Having worked as a visual designer for most of my career, the expansion of my role to a user experience designer seemed natural. The reason being that there’s really no one involved in making websites and apps that shouldn’t have an understanding of user experience. From the project manager to the developer, every decision should be made with the end user in mind. So as a visual designer, while certain elements may seem arbitrary, the goal was always to guide the user to the intended action. Without even being consciously aware of it, I was learning UX as I grew as a designer, because UX is the science behind good design. If design is the action, UX is the intention.

Now it may seem backwards, a designer learning UX, since projects tend to flow in the opposite direction. But even though the principles of good design can be taught, the instincts behind it cannot, so it’s easier to teach a designer how to dive into UX than the other way around. Similar to the advent of the space program, wherein pilots were taught science rather than scientists taught how to be pilots. But back to UX.

The addition of UX to my role came about out of necessity, as I transitioned from a larger team to a smaller one, taking on the work that would normally be done by another person. The interesting thing about the workflow at Grafton Studio is that UX is a role shared by us all at the outset. Once a plan is set, it’s my job to dive into the details, draft up wireframes, and set the stage for what will eventually become a user interface design. In this sense, projects have a steadier flow. At no point is there a handoff from one person to another that comes as a surprise. Design is simply the evolution of the wireframes, not a reinvention of them. And Luke, our developer, plays a key role in the strategy of a site or an app, so he’s on board with the design decisions that come his way.

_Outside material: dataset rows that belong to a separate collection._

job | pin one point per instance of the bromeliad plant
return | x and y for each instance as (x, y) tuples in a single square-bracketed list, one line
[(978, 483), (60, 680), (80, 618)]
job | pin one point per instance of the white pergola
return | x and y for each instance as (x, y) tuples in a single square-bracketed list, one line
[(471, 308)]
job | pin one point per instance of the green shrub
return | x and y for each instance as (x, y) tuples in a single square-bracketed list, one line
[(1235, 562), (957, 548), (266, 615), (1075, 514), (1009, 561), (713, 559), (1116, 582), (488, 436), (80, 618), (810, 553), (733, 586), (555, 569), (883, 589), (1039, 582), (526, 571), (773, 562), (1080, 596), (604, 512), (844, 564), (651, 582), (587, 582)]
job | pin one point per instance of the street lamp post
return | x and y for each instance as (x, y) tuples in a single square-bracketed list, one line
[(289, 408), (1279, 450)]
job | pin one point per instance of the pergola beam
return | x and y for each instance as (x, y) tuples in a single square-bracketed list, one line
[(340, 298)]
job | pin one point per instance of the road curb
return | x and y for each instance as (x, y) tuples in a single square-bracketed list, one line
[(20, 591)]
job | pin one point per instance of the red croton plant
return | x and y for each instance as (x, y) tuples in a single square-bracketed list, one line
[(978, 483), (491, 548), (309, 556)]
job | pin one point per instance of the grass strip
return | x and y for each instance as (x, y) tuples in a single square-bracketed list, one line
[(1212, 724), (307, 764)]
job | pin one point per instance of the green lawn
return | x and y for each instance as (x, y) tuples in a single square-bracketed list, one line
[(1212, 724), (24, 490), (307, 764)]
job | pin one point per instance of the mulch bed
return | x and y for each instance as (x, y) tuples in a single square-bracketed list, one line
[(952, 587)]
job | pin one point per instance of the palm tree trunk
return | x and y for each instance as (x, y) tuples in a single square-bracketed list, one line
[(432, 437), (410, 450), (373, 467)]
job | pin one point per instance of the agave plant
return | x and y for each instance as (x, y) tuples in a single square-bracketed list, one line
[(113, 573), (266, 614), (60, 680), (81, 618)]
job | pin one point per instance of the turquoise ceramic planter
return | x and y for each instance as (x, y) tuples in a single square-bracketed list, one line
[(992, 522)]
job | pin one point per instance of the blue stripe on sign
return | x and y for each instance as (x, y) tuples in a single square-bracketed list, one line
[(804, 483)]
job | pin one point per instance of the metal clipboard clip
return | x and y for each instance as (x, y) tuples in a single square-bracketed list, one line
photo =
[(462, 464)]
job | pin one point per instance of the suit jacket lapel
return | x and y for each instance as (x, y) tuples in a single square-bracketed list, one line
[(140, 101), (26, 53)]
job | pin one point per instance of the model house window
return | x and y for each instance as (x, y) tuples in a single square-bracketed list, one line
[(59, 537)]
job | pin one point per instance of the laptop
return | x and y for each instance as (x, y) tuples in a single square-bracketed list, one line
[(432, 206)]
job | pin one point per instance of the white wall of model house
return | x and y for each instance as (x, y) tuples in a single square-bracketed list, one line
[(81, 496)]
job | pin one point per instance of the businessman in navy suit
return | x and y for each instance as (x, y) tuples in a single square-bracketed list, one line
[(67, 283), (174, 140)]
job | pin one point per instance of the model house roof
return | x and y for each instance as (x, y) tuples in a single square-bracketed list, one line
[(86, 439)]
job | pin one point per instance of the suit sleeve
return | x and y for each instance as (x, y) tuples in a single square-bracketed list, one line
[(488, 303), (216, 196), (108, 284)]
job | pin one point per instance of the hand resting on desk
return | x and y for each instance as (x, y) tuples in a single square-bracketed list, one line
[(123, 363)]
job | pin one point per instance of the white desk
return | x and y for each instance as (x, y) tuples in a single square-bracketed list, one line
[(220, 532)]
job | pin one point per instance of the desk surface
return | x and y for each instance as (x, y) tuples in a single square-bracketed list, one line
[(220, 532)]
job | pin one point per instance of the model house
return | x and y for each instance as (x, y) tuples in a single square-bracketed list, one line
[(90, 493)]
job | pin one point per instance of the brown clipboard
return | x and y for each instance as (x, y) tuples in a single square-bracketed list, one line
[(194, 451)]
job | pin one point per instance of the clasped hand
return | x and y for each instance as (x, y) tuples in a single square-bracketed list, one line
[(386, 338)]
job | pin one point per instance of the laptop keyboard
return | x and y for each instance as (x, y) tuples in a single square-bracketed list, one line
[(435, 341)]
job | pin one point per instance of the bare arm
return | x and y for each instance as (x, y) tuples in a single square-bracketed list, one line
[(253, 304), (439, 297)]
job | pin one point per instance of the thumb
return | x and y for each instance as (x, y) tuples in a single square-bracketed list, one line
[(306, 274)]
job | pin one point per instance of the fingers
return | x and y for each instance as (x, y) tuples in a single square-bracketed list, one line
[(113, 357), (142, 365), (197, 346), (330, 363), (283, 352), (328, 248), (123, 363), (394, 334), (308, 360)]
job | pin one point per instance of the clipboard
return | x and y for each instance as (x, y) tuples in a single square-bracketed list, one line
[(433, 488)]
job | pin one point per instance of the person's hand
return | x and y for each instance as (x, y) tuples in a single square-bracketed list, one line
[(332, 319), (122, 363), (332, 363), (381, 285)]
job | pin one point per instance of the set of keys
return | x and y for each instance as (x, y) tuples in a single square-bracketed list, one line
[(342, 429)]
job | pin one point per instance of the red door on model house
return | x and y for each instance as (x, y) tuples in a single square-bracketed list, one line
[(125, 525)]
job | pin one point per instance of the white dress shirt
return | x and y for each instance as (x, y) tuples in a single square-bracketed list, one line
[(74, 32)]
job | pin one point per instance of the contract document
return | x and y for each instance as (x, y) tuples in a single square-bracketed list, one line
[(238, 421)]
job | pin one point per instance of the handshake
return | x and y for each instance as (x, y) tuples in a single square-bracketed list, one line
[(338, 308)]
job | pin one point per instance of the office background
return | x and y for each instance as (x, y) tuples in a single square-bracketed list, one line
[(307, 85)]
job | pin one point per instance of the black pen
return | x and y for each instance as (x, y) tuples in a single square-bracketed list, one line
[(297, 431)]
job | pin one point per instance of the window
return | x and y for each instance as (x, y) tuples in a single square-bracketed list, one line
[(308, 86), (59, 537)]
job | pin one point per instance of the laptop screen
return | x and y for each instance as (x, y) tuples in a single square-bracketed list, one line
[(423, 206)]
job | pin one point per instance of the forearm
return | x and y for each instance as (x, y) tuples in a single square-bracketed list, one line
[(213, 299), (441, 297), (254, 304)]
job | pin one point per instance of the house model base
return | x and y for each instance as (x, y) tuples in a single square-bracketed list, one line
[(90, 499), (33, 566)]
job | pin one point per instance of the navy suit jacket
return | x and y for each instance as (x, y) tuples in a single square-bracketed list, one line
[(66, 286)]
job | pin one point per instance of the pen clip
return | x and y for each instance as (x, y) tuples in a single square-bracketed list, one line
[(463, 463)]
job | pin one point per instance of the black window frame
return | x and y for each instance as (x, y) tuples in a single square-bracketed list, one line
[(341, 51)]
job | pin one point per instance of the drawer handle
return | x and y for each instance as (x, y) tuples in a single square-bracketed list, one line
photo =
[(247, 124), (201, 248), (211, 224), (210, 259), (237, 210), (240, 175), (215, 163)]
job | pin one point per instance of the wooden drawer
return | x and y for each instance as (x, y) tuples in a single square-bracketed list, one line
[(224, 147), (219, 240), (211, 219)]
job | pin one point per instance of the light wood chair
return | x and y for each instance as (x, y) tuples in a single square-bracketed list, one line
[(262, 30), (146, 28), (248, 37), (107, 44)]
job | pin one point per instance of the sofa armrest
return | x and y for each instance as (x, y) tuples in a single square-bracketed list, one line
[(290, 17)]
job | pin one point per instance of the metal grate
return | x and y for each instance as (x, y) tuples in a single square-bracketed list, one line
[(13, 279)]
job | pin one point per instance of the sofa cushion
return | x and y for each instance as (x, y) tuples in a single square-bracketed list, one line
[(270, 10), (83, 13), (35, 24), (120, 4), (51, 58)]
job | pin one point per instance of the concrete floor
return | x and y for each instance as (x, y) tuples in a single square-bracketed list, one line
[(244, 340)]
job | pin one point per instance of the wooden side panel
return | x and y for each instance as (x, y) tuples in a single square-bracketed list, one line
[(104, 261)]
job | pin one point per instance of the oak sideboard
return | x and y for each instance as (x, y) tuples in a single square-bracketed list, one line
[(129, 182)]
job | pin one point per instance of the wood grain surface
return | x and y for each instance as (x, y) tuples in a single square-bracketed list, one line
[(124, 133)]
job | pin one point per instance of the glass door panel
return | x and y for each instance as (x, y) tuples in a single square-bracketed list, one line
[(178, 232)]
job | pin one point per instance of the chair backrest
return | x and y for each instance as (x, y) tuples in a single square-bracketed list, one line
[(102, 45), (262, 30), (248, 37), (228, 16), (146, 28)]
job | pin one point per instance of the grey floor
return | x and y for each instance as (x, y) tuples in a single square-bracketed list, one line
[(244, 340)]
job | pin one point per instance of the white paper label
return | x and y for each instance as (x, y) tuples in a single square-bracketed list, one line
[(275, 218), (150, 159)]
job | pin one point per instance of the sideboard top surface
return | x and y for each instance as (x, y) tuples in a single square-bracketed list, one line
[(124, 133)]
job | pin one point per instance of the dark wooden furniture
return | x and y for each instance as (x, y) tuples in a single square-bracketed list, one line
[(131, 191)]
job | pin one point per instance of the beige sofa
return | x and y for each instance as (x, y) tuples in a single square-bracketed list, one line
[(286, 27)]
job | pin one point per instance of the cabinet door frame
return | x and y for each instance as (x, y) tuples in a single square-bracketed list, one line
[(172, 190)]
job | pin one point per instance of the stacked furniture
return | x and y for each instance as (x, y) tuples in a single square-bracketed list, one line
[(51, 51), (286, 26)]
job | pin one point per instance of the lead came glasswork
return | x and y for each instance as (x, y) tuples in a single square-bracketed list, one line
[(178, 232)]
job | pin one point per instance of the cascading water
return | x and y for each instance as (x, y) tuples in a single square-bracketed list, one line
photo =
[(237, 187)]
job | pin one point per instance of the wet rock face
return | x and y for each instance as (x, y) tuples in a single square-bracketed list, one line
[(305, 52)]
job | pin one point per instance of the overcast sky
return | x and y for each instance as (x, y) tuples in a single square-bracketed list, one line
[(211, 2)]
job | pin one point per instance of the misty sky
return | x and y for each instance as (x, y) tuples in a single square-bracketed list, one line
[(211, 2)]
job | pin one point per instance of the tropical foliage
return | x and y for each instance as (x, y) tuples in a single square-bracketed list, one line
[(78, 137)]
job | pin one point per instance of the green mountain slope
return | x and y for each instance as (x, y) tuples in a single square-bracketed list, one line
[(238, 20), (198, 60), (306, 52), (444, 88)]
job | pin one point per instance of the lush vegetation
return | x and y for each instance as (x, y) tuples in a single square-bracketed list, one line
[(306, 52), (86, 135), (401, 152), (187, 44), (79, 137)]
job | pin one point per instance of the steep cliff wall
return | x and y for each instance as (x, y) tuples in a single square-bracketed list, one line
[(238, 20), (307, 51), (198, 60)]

My approach to wireframe design is that I treat it as a rough draft for my eventual UI designs. But without color, images, or nuanced design elements in place, the layout is abundantly flexible, and lends itself well to changes both large and small. There’s no emotional attachment there, on my part or on the part of the client, so updates are fast and easy. UX design is freeing in a way, because it’s like designing from a higher, bird’s eye view.

The longer I’m responsible for both UX and visual design work, the less I see them as separate disciplines. One is simply the pretext to the other, with usability and clarity being an essential element for both. Certainly, we all have our specialties and unique skill sets. But the perceived divisions between our roles need not be so concrete. It’s been an eye opening experience to tear down that wall, and add some variety and perspective to my design career.